Бабка после смерти мужа прожила лет тридцать. Сначала хотела дождаться внуков, а дождалась и правнуков. Вся её жизнь – это череда испытаний, трудностей и страданий, поэтому удивительно, что она прожила почти 100 лет.

Про отца и мать я, к сожалению, знаю немного. Отец часто отсутствовал и много пил. В доме он конфликтовал с бабкой, под горячую руку попадало и матери, и нам. Я плохо понимал, что происходит, и отца просто боялся. Наверное, он не был злым человеком, но, по-видимому, не получил от жизни желаемого и отводил душу с собутыльниками и в домашних скандалах. Когда я повзрослел, отец пытался сблизиться со мной, но детские воспоминания – а я запомнил его выпившим и скандальным – не оставляли меня, и подсознательно я никогда не переставал бояться его. Умер отец быстрой счастливой смертью. Несмотря на сложное отношение к нему, я очень переживал его смерть и до сих пор чувствую необъяснимую вину перед ним. Если Бог не будет слишком занят на этот раз, он поможет мне разобраться в своих чувствах к умершему отцу, но, когда росли мои дети, я всегда хотел, чтобы они меня не боялись.

Мать пережила отца на двадцать лет. Она любила меня больше всех и, наверное, желала бы прожить оставшуюся жизнь со мной, но так не случилось. Мать кочевала между моими сёстрами и домом престарелых, где и утратила интерес к жизни. Не знаю, как сёстры, но и по отношению к матери я чувствую себя виноватым. Чувство вины, вероятно, даётся за то, что не было сделано мною при жизни близких. Не уверен, облегчает это жизнь или, напротив, делает её сложнее.

В раннем детстве игрушек у меня не было. Помню, однажды мне подарили ружьё с привязанной к дулу пробкой. Как-то раз оно застряло под диваном. Вытаскивая, я сломал ружьё пополам. Других игрушек я не помню. Трудно сейчас сказать, почему их не было: возможно, из-за бедности, или у родителей находились другие приоритеты.

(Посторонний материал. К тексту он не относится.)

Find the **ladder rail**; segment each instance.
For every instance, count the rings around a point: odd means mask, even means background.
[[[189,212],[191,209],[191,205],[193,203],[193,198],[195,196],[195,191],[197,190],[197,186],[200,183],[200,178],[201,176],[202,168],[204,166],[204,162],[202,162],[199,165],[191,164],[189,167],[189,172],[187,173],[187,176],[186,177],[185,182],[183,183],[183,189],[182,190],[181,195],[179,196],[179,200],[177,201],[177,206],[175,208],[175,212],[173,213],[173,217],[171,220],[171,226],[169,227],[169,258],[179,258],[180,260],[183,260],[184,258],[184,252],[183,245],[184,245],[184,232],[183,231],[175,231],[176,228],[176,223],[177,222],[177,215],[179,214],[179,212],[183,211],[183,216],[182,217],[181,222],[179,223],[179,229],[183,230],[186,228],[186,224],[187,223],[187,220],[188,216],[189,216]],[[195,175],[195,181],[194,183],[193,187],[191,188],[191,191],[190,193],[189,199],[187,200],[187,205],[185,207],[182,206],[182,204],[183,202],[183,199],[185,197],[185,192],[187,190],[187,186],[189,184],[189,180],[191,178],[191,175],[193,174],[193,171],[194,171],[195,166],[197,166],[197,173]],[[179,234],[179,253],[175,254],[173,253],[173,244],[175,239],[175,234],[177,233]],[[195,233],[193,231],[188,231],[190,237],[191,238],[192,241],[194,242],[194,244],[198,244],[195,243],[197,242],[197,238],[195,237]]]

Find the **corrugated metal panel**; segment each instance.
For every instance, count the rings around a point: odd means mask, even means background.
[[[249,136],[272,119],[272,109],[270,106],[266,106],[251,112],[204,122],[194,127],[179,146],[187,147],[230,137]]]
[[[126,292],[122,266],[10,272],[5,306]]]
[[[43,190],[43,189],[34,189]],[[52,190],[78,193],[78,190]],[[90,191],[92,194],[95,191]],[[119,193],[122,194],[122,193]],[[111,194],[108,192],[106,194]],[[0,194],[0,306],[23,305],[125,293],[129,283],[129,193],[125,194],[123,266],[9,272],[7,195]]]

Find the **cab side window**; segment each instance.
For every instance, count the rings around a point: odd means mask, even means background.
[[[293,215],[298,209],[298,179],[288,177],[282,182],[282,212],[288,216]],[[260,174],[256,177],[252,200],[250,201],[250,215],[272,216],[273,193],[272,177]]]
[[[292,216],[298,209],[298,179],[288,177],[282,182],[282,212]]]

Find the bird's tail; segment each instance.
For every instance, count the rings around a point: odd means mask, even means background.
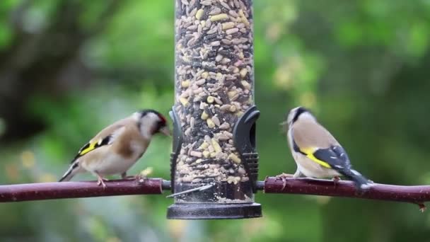
[[[355,170],[349,169],[347,171],[344,171],[344,175],[354,181],[357,189],[359,190],[363,191],[368,190],[373,185],[373,183],[371,180],[369,180]]]
[[[66,171],[64,175],[63,175],[61,179],[59,179],[59,182],[70,180],[70,179],[71,179],[71,178],[73,178],[78,173],[79,170],[79,164],[78,164],[78,162],[76,161],[74,162],[71,166],[70,166],[67,171]]]

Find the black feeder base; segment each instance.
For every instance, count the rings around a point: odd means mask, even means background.
[[[167,210],[168,219],[240,219],[262,217],[258,203],[176,203]]]

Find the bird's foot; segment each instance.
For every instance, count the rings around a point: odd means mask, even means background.
[[[124,172],[121,174],[121,178],[127,180],[134,180],[137,178],[137,175],[127,175],[127,173]]]
[[[426,209],[427,209],[427,207],[426,207],[426,204],[424,204],[424,202],[415,202],[418,207],[419,207],[419,211],[421,211],[421,212],[424,212],[424,211],[426,211]]]
[[[339,184],[339,181],[342,180],[342,179],[337,175],[335,175],[332,180],[333,180],[333,183],[335,183],[335,188],[336,188],[337,187],[337,184]]]
[[[147,167],[136,175],[136,180],[139,180],[139,183],[144,182],[145,180],[148,179],[148,175],[152,173],[152,167]]]
[[[284,188],[285,188],[285,187],[286,186],[286,178],[292,178],[294,177],[294,175],[293,174],[288,174],[284,173],[276,176],[277,178],[281,178],[281,180],[282,180],[282,190],[284,190]]]
[[[106,188],[106,184],[105,184],[105,181],[108,181],[109,180],[100,176],[100,175],[97,175],[97,185],[102,185],[103,188]]]

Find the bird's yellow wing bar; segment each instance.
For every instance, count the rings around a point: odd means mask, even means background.
[[[331,168],[332,166],[327,162],[324,161],[321,161],[318,159],[317,159],[316,157],[315,157],[315,156],[313,155],[313,153],[318,150],[318,149],[315,149],[315,148],[301,148],[300,149],[300,151],[302,151],[303,153],[304,153],[306,156],[308,158],[309,158],[310,159],[311,159],[313,161],[315,161],[316,163],[318,163],[318,164],[322,166],[323,167],[327,168]]]

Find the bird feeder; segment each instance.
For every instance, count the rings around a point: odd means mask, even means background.
[[[168,219],[262,216],[251,0],[175,1]]]

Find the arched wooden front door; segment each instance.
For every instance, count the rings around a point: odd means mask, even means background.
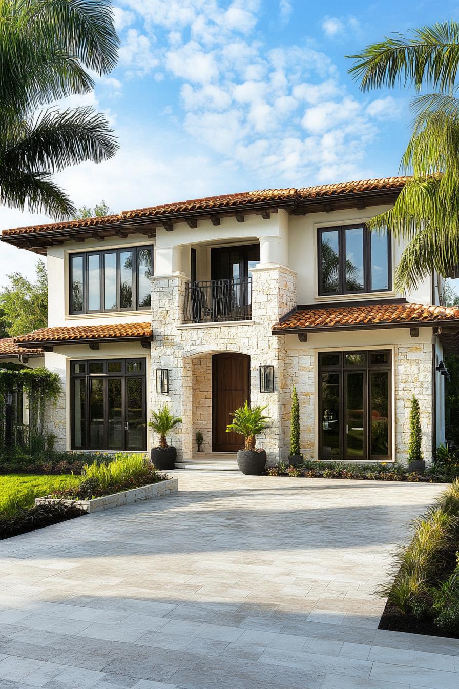
[[[233,412],[250,401],[250,358],[246,354],[214,354],[212,357],[212,449],[237,452],[244,438],[226,433]]]

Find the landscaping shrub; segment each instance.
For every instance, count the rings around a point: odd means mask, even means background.
[[[390,580],[377,591],[404,615],[434,617],[459,633],[459,480],[413,525],[410,543],[394,555]]]
[[[0,540],[33,531],[36,528],[49,526],[52,524],[81,517],[86,513],[75,504],[62,502],[37,505],[17,511],[12,516],[0,515]]]
[[[53,491],[53,497],[72,500],[89,500],[132,488],[163,481],[143,454],[127,456],[117,454],[109,464],[86,464],[81,473],[81,482],[67,490]]]
[[[299,446],[299,403],[297,388],[294,385],[292,393],[292,415],[290,419],[290,457],[298,457],[301,454]]]
[[[423,459],[421,443],[423,432],[419,417],[419,402],[414,395],[412,398],[409,410],[409,443],[408,445],[408,462],[419,462]]]

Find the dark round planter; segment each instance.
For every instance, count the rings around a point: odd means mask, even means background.
[[[425,462],[424,460],[415,460],[408,462],[409,471],[424,471],[425,469]]]
[[[177,459],[177,449],[175,447],[152,447],[150,459],[156,469],[161,471],[173,469]]]
[[[248,476],[259,476],[266,464],[266,453],[264,450],[238,450],[237,466]]]

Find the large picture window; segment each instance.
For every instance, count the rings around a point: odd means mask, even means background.
[[[391,370],[390,351],[319,353],[319,459],[390,459]]]
[[[70,254],[70,313],[151,308],[152,269],[151,247]]]
[[[70,365],[72,449],[144,451],[145,360],[94,359]]]
[[[364,225],[321,227],[318,249],[319,296],[392,289],[388,232]]]

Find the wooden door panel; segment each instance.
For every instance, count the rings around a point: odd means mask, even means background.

Когда моим детям было столько, сколько мне в Китае, часть детской комнаты мы отвели для игрушек – от простых до сложных механических. Их, как и ружьё в моём детстве, тоже постигала трагическая участь: куклы теряли головы, а механических игрушек хватало не больше, чем на неделю. Перед каждым Рождеством производилась чистка: игрушки, которые не подлежали восстановлению, выбрасывались, и «загон» пополнялся новыми.

«Криминальных» привычек в этом возрасте за моими детьми не наблюдалось. Был, правда, один эпизод, когда двухгодовалая дочка прихватила в местной лавке маленькое пасхальное шоколадное яичко. По дороге домой она подозрительно молчала, и жена обнаружила похищенное в её руке уже почти растаявшим. Жену обеспокоило случившееся, и она решила в корне пресечь подобные неприглядные проявления в характере дочки. Мы отвели её к лавочнику и объяснили происшедшее. Лавочник отнёсся к этому с пониманием и не привлёк дочку «к юридической ответственности». Он только заметил, что если бы все были такие сознательные, как мы, он был бы в два раза богаче.

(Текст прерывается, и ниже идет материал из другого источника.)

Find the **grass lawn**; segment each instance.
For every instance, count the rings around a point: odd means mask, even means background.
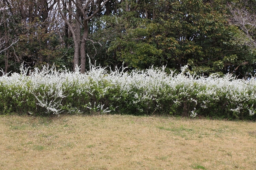
[[[256,169],[256,122],[0,116],[0,169]]]

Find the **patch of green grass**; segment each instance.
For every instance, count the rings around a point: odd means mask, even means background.
[[[194,166],[193,167],[193,169],[202,169],[202,170],[206,170],[206,168],[205,168],[203,166],[201,166],[201,165],[197,165],[196,166]]]
[[[44,147],[41,145],[34,145],[33,149],[36,150],[43,150],[44,149]]]
[[[90,148],[91,147],[93,147],[95,145],[94,144],[87,144],[87,145],[86,145],[86,147]]]

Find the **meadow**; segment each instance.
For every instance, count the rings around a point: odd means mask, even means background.
[[[0,116],[2,170],[255,170],[255,122],[130,115]]]
[[[254,77],[23,68],[0,77],[0,169],[255,169]]]

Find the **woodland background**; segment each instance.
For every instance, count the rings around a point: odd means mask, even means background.
[[[166,65],[239,78],[256,71],[256,1],[0,0],[3,74],[55,63]]]

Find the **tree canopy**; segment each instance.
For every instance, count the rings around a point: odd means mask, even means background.
[[[188,65],[196,75],[245,78],[256,70],[256,6],[242,0],[1,0],[0,68],[7,73],[23,62],[32,69],[55,63],[84,73],[88,56],[104,66]]]

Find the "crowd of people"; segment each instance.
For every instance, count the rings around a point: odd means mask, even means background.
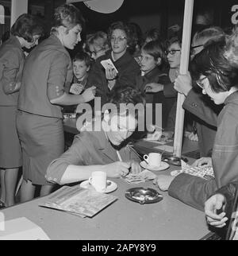
[[[88,33],[71,58],[67,49],[82,40],[82,14],[65,4],[56,9],[52,21],[50,36],[38,45],[44,36],[40,22],[22,14],[0,48],[1,206],[15,204],[21,168],[20,202],[33,199],[38,188],[43,196],[56,184],[86,180],[95,168],[109,177],[140,172],[138,155],[127,145],[140,113],[122,111],[121,104],[152,104],[152,124],[155,105],[162,104],[161,128],[174,132],[180,93],[186,96],[188,137],[198,140],[202,157],[193,165],[212,166],[214,178],[159,175],[154,183],[205,211],[209,225],[227,226],[236,211],[238,187],[237,30],[226,34],[212,25],[197,28],[189,72],[180,75],[179,28],[164,40],[158,29],[143,37],[136,24],[116,21],[107,33]],[[25,48],[33,48],[27,56]],[[113,66],[105,68],[102,62],[108,60]],[[65,151],[62,109],[75,111],[84,103],[95,107],[95,97],[116,111],[104,111],[100,131],[86,127]]]

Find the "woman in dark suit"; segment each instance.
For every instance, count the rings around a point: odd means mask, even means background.
[[[38,44],[43,29],[35,17],[21,15],[11,28],[11,36],[0,48],[0,172],[1,200],[14,204],[21,149],[16,129],[17,103],[25,61],[22,48]],[[1,203],[2,204],[2,203]]]

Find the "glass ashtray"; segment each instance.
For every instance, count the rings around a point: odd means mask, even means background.
[[[125,196],[127,199],[144,204],[152,204],[159,202],[163,200],[163,196],[153,188],[132,188],[128,189]]]

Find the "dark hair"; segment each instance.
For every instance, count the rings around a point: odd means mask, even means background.
[[[147,54],[152,56],[155,60],[161,58],[160,65],[167,64],[167,56],[165,55],[165,49],[161,43],[159,41],[150,41],[144,45],[141,50],[144,51]]]
[[[116,21],[110,25],[107,32],[107,38],[109,41],[110,41],[112,33],[115,29],[121,29],[125,33],[129,49],[133,48],[135,47],[135,45],[136,45],[136,38],[134,38],[132,36],[131,29],[129,29],[128,25],[123,21]]]
[[[52,32],[56,31],[56,28],[63,25],[71,29],[77,25],[82,27],[84,25],[84,18],[80,10],[71,4],[64,4],[57,7],[55,10]]]
[[[210,26],[202,29],[202,31],[197,32],[193,37],[193,41],[202,40],[206,42],[209,40],[222,35],[224,36],[225,33],[221,28],[217,26]]]
[[[90,67],[90,57],[89,56],[89,55],[85,52],[79,52],[74,57],[73,59],[73,62],[75,61],[85,61],[85,64],[86,65],[86,67]]]
[[[215,92],[227,91],[238,83],[238,70],[225,57],[225,37],[210,40],[190,64],[193,79],[206,76]]]
[[[161,37],[161,35],[160,35],[159,29],[156,29],[156,28],[153,28],[153,29],[151,29],[148,30],[145,33],[145,39],[146,38],[151,38],[152,41],[161,41],[162,37]]]
[[[19,16],[11,28],[11,34],[24,38],[28,42],[33,41],[33,36],[44,35],[43,25],[33,15],[23,14]]]

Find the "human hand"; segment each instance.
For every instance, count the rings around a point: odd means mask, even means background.
[[[106,78],[107,80],[113,80],[116,79],[117,73],[114,68],[106,68]]]
[[[160,190],[167,191],[174,179],[175,176],[173,176],[159,175],[157,178],[154,180],[153,184],[157,184]]]
[[[109,177],[120,178],[121,176],[127,175],[130,167],[130,163],[116,161],[112,164],[103,165],[102,169],[103,171],[106,172],[106,175]]]
[[[209,225],[216,227],[223,227],[226,225],[225,222],[228,218],[225,217],[225,212],[217,213],[217,210],[224,211],[225,204],[225,198],[221,194],[215,194],[205,201],[205,214]]]
[[[92,86],[90,88],[86,89],[83,92],[82,96],[84,99],[84,102],[87,103],[94,99],[95,94],[96,94],[96,87]]]
[[[181,27],[178,24],[173,25],[168,28],[168,30],[171,30],[173,32],[178,32],[181,29]]]
[[[192,79],[190,72],[186,75],[178,75],[175,80],[174,88],[179,93],[184,94],[186,96],[192,89]]]
[[[140,164],[135,160],[131,160],[129,164],[131,166],[131,173],[133,174],[137,174],[141,172],[141,167]]]
[[[163,84],[157,83],[149,83],[144,87],[145,92],[159,92],[163,90]]]
[[[212,158],[202,157],[196,160],[192,165],[193,167],[200,167],[202,165],[213,166]]]
[[[83,85],[75,83],[71,86],[70,92],[74,95],[80,95],[80,93],[83,91],[83,89],[84,89]]]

За время проживания в Китае наиболее отчётливо я помню частые прогулки на лодке вверх по Сунгари. В километрах десяти от нашего посёлка у старшей сестры с мужем была дача – маленькая избушка из досок и листового железа. Там хранились снасти и огородные принадлежности. Нужно отдать должное китайцам, самим жившим в нищете, и сказать, что они никогда не воровали. Не крали они и в городе, и мне до сих пор стыдно за детские налёты на лоточника. Больше того, китайцы не раз выручали нашу семью в голодные годы. Они привозили продукты с огорода и давали в долг, не зная, сможем ли мы когда-либо расплатиться. Русским выдавали пайки, состоявшие из хлеба, муки, растительного масла по литру в месяц, иногда дюжину яиц в месяц и – ещё реже – по килограмму мяса на душу. Помню, в качестве сладкого у нас были сухарики, которые мы облизывали и макали в сахар. Коронным блюдом матери были жаренные на постном масле лук и рис. Муж сестры, заядлый охотник, приносил изредка дичь и рыбу. Знакомые староверы из провинции также изредка привозили мясо дикой козы – так мы пережили самые голодные годы начала шестидесятых. Приходили и посылки из Австралии – консервы с ветчиной и сливочное масло. Китайцы жили ещё трудней, но не было ни зависти, ни злости.